Macular holes often begin slowly but usually will affect central vision depending on the severity. They can occur as partial holes only affect part of the macular layers, causing wavy, distorted, blurred vision or they can occur as full thickness holes causing a complete loss of central vision.
Signs and Symptoms of Macular Holes
The severity of the symptoms of Macular Holes depends on whether the hole is partial thickness or full thickness, but in general may include the following:
- Blurred Central Vision
- Distorted, "Wavy" Vision
- Difficulty reading or seeing fine detail even with glasses
- Grayish Area in Central Vision
- Central Blind Spot or “Dark Spot”
Diagnosis and Treatment of Macular Holes
Macular Holes are easily detected through visual acuity testing in conjunction with an Amsler Grid Test, a dilated pupil examination of the macula with an Ophthalmoscope and Slit Lamp High Magnification Fundus Lens, Optical Coherence Tomography (OCT) and sometimes an Fluorescein Angiogram (FA) or other specialized photographs.
Some macular holes seal by themselves and do not require treatment. In many cases however, surgery called Vitrectomy is necessary to close the hole and restore useful vision. During Vitrectomy, the retinal surgeon will gently remove the vitreous gel in order to eliminate any traction on the Macula. A gas bubble is then injected into the eye to place gentle pressure on the Macula and help the hole to seal. In many cases, patients enjoy functional vision after the bubble has been absorbed and the eye has healed.
About Macular Pucker or Epi-Retinal Membrane
Our retina specialists at Retina Group of Washington examine and treat patients with an epiretinal membrane, also referred to as a macular pucker or cellophane maculopathy. This retinal condition describes a cellophane-like membrane forming over the macula, or the central part of the retina.
It is typically a slow-progressing problem that can affect the central vision by causing blur or distortion. As it progresses, the membrane may cause traction and lead to swelling of the macula.
Epiretinal membranes (ERMs) are more often seen in people over 70 years of age. Its exact cause is not completely understood, and the majority of ERMs have no associated ocular abnormality. Epiretinal membranes can be associated with other eye problems such as Diabetic Retinopathy, Posterior Vitreous Detachment, Macular Hole, and Retinal Detachment.
Signs and Symptoms of Epiretinal membranes
The signs and symptoms of Epiretinal membranes may include:
- Blurred Vision
- Double Vision in the affected eye
- Distorted Vision – straight lines appear bent or wavy
Diagnosis and Treatment of Epiretinal membranes
Epiretinal membranes are diagnosed with a dilated fundus examination and Optical Coherence Tomography (OCT). If there is a significant effect on vision, a surgical procedure to “peel” the epiretinal membrane may be considered. If there is no or minimal effect on vision, observation is usually recommended.
About Central Serous Chorioretinopathy
Central Serous Chorioretinopathy is a retinal disorder which typically affects young to middle-aged patients, more often men. It is characterized by a serous detachment of the retina, or an accumulation of serous fluid underneath the retina, usually in the central macular area. Central Serous Chorioretinopathy is usually self-limiting, and most patients will have spontaneous recovery within a few months without significant visual loss. Some patients may develop chronic or recurrent disease that can lead to visual loss. Up to 50% of patients with Central Serous Chorioretinopathy can develop a recurrence which can happen at any time, but often within the first year after the first episode.
Symptoms of Central Serous Chorioretinopathy
Many patients first notice a minor blurring of vision, followed by varying degrees of “metamorphopsia” or distorted vision, “micropsia” or the perception that objects are smaller than they actually are, “chromatopsia” or objects looking unusually colored, or a shift of prescription toward farsightedness or hyperopia.
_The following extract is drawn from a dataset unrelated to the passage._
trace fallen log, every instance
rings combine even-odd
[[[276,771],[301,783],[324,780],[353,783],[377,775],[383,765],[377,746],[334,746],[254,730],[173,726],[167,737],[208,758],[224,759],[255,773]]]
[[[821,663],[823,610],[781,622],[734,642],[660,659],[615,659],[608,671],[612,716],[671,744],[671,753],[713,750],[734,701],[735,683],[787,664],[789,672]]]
Visual acuity may range from 20/20 to 20/200 or worse.
Diagnosis and Treatment of Central Serous Chorioretinopathy
Central Serous Chorioretinopathy is diagnosed with a dilated fundus examination along with Optical Coherence Tomography (OCT), Fluorescein Angiography (FA), and possibly Indocyanine Green Angiography (ICG). Although most cases resolve without treatment, laser photocoagulation or photodynamic therapy may be considered in chronic or recurrent cases.